Asked about the video, Trump campaign manager Corey Lewandowski told a journalist: "No s***, it's not the Mexican border, but that's what our country is going to look like. This was 1,000 per cent on purpose."

Trump's campaign later released a statement saying: "The use of this footage was intentional and selected to demonstrate the severe impact of an open border and the very real threat Americans face if we do not immediately build a wall and stop illegal immigration. The biased mainstream media doesn't understand, but Americans who want to protect their jobs and families do."

Of 15 completely accurate major statements made by Trump, only one has been made during his presidency, according to PolitiFact.

Trump's most recent truth was saying that America's Got Talent star Jackie Evancho's decision to sing at his presidential inauguration was great for her career, with album sales rocketing.

He also got PolitiFact's seal of approval for claiming that "the single-biggest problem is heroin that pours across our southern borders" during the third and final presidential debate in October.

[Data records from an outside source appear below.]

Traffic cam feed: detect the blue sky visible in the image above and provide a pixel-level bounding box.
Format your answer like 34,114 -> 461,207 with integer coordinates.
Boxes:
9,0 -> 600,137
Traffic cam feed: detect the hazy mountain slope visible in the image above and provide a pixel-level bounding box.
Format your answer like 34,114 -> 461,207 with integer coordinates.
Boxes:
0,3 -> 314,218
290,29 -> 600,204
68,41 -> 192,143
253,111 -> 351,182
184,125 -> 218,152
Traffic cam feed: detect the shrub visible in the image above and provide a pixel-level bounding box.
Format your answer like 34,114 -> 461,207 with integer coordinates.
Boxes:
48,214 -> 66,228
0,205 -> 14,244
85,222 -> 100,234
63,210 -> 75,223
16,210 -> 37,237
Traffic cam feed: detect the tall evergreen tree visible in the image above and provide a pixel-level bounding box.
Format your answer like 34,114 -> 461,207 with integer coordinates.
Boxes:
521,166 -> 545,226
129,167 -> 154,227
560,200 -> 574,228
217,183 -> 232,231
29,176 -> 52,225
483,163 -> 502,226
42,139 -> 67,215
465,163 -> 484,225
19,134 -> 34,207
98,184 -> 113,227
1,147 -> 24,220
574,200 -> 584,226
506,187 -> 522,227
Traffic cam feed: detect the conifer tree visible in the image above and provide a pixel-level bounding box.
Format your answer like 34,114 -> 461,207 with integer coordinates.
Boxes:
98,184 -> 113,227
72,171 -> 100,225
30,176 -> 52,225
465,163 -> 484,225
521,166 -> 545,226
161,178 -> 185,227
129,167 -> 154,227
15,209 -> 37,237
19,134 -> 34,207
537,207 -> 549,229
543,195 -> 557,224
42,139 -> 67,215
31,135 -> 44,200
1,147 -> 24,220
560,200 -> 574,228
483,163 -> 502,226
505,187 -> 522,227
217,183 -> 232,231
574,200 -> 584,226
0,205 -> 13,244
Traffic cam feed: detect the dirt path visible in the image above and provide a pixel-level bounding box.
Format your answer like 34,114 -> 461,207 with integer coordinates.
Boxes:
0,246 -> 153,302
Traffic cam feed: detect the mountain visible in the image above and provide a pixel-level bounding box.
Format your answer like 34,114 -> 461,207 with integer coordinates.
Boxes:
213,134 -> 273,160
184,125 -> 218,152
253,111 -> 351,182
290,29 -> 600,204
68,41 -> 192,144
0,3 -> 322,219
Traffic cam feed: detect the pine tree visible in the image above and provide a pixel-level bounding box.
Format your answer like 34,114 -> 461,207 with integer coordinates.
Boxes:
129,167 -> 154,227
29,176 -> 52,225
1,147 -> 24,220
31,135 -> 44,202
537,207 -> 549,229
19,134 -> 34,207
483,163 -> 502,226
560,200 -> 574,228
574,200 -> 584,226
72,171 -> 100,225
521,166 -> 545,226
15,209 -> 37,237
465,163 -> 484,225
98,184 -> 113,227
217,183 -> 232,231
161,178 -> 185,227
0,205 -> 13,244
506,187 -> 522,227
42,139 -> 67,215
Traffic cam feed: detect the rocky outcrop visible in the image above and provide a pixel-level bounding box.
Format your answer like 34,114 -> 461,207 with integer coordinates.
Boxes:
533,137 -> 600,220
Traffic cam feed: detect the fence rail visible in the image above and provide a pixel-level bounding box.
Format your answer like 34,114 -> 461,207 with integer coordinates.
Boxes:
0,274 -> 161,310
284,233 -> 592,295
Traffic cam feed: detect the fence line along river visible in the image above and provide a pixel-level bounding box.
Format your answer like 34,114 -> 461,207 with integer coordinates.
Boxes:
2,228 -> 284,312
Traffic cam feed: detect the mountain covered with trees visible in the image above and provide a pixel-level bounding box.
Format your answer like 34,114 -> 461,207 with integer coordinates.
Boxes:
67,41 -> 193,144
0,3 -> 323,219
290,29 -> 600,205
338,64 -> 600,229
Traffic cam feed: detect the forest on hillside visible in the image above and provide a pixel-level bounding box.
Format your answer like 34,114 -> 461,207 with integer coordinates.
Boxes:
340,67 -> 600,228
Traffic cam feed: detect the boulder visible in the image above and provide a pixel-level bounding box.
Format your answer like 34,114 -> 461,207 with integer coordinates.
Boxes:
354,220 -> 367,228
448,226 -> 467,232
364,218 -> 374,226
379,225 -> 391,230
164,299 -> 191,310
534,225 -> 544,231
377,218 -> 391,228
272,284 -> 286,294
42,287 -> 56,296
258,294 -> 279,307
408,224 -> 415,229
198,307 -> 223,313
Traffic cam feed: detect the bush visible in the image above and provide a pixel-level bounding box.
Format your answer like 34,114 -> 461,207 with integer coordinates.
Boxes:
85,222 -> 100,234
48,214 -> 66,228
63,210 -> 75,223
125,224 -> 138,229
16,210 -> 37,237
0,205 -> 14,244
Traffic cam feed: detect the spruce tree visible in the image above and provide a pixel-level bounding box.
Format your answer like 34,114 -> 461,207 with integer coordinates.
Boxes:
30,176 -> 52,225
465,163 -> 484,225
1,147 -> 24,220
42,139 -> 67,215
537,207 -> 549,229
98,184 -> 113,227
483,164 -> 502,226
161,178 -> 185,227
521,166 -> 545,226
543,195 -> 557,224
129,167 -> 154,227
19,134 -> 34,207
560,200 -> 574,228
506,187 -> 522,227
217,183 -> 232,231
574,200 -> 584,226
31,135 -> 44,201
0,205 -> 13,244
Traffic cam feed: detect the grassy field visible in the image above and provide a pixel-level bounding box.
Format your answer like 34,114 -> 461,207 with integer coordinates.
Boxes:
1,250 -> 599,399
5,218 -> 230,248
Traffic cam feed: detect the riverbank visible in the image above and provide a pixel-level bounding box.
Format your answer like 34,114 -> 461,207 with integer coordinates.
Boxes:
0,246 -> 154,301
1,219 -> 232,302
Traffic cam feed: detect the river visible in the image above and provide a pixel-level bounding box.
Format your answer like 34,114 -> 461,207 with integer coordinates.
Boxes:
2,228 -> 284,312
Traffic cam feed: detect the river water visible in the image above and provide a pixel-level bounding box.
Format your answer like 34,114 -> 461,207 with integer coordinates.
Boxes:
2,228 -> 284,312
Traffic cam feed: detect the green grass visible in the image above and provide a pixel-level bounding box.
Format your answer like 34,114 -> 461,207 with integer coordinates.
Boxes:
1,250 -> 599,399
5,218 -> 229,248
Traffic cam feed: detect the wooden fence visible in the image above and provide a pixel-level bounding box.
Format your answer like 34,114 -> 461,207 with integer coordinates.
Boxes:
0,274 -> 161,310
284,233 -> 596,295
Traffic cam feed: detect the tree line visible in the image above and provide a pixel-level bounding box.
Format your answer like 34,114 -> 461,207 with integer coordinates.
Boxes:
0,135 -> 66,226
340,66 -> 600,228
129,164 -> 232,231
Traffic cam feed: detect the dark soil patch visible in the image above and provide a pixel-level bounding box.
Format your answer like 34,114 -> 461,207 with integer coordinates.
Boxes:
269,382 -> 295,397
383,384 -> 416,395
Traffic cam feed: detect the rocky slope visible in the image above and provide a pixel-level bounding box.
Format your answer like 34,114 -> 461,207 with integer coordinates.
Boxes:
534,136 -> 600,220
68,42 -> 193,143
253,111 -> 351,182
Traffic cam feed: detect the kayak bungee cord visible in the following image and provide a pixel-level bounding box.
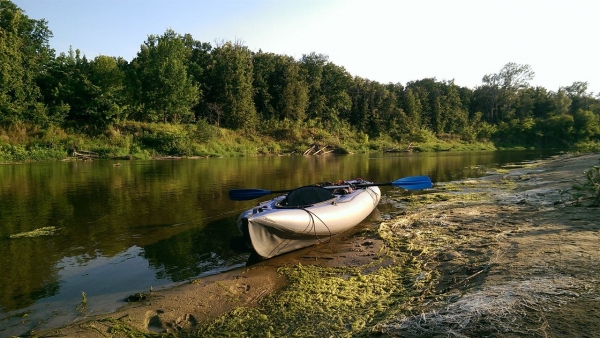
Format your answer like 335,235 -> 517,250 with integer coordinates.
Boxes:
265,207 -> 333,258
300,208 -> 332,244
365,186 -> 380,206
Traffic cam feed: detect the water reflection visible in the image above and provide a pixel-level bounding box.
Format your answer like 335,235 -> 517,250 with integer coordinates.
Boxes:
0,150 -> 557,335
142,216 -> 248,282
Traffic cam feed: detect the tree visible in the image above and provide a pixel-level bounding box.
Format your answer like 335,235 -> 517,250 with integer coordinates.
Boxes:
347,79 -> 391,137
562,81 -> 594,115
40,49 -> 129,132
405,79 -> 437,131
131,29 -> 199,123
478,63 -> 535,123
512,87 -> 535,120
300,53 -> 328,121
183,35 -> 212,122
573,110 -> 600,142
252,51 -> 277,121
538,114 -> 574,147
402,88 -> 422,134
40,48 -> 92,128
320,62 -> 352,126
530,87 -> 554,119
548,89 -> 572,116
252,51 -> 308,122
204,41 -> 257,131
0,0 -> 53,125
441,82 -> 469,135
278,57 -> 308,122
87,55 -> 128,126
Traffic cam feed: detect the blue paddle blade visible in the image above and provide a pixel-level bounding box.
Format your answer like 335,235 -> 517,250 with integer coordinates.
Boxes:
390,176 -> 433,190
229,188 -> 274,201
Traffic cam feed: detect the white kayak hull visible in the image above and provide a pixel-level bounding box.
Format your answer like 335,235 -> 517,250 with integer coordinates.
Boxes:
237,185 -> 381,259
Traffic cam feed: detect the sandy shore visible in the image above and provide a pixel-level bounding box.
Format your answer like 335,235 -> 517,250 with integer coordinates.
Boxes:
34,153 -> 600,337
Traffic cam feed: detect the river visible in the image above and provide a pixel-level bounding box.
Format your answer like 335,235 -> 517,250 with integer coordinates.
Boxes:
0,150 -> 557,335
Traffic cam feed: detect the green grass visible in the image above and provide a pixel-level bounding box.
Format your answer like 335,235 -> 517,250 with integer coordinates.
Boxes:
0,121 -> 522,163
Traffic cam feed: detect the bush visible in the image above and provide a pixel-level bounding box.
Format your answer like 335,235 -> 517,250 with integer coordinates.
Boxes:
411,128 -> 437,143
195,118 -> 221,142
139,129 -> 192,155
584,165 -> 600,206
0,143 -> 67,162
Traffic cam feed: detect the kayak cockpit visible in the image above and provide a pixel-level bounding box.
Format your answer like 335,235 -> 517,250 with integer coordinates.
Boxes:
276,186 -> 337,208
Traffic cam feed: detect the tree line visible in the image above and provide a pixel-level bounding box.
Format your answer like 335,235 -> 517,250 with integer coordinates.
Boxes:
2,0 -> 600,151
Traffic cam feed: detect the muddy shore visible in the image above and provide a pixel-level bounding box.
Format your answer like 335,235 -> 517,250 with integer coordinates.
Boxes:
33,153 -> 600,337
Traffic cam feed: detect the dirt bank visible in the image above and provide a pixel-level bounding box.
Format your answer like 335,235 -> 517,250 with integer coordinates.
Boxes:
34,153 -> 600,337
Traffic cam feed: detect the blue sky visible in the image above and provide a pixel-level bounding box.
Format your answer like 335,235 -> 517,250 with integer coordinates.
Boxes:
13,0 -> 600,94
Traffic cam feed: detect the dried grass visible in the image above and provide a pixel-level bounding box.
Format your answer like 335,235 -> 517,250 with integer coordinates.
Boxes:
375,276 -> 583,337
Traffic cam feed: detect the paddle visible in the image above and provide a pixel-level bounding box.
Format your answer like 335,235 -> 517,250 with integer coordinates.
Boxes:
228,175 -> 433,201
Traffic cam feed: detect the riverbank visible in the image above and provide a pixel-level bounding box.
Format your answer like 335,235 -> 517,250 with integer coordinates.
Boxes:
1,122 -> 501,163
33,153 -> 600,337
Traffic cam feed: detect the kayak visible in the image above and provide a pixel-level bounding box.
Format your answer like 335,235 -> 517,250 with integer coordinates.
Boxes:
236,179 -> 381,259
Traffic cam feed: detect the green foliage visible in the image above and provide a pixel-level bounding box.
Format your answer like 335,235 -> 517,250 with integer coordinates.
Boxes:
121,122 -> 194,156
476,62 -> 535,123
131,29 -> 199,124
411,128 -> 438,143
571,161 -> 600,206
574,141 -> 600,153
301,52 -> 328,121
253,52 -> 308,122
205,41 -> 257,131
195,118 -> 221,142
476,121 -> 497,141
573,110 -> 600,142
493,118 -> 538,147
0,0 -> 52,125
0,143 -> 66,162
583,165 -> 600,206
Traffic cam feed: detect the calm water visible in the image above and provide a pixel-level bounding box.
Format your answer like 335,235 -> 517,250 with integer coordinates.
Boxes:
0,150 -> 556,334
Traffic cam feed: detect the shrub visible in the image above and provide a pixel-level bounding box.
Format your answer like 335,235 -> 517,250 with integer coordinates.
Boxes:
195,118 -> 221,142
584,165 -> 600,206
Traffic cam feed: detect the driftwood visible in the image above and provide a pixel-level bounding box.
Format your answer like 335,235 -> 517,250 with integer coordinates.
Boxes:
303,144 -> 334,155
313,145 -> 328,155
303,144 -> 317,156
385,142 -> 415,153
72,150 -> 99,161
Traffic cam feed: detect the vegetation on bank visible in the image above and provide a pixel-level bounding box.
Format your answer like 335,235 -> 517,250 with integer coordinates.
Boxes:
1,0 -> 600,163
0,120 -> 499,162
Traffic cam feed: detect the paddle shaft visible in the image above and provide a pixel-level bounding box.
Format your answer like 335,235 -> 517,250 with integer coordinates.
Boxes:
228,175 -> 433,201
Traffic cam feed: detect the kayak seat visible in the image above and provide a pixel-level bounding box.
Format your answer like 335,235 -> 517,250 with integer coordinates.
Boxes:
280,186 -> 335,207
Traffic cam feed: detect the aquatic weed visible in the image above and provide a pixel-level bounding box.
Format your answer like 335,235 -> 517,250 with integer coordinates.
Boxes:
9,226 -> 59,239
195,261 -> 436,337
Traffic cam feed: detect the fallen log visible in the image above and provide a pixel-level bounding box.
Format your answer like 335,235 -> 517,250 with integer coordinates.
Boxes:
303,145 -> 316,156
72,150 -> 99,160
313,145 -> 328,155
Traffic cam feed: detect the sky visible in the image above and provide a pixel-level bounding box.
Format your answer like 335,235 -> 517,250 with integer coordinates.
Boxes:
12,0 -> 600,94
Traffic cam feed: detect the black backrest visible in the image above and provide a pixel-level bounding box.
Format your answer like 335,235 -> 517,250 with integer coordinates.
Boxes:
284,186 -> 334,207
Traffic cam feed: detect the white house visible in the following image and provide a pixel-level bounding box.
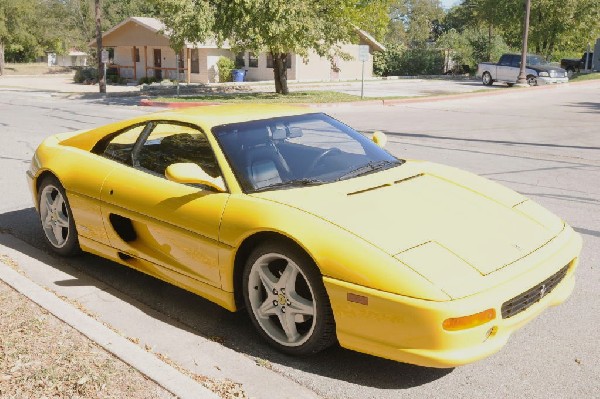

The group said the vast majority of heroin in the United States comes from Mexico and South America.

There was a 'mostly true' affirmation for stating last week that the US stock market has hit "record numbers" and that there "has been a tremendous surge of optimism in the business world".

PolitiFact said that the three major stock indexes, Dow, S&P 500 and Nasdaq all closed at record highs for five consecutive days and while investors are optimistic about Trump’s plans to cut taxes and eliminate regulations, other experts say other factors play influential roles in the stock market.

PolitiFact's 2015 Lie of the Year was for "various statements" made by Trump early on in his presidential campaign. Statements that rated 'pants on fire' included his assertion that the Mexican government sends "the bad ones over" the border into the United States, that crime statistics show blacks kill 81 per cent of white murder victims and his claim that he saw "thousands and thousands" of people cheering the collapse of the World Trade Center on 9/11.

PolitiFact describes itself as an independent fact-checking website set up to "sort out the truth in American politics" and is funded primarily by the Tampa Bay Times and the ad revenues generated on its website. It says it also relies on grants from non-partisan organisations.

Trump's office was approached for comment, but did not respond.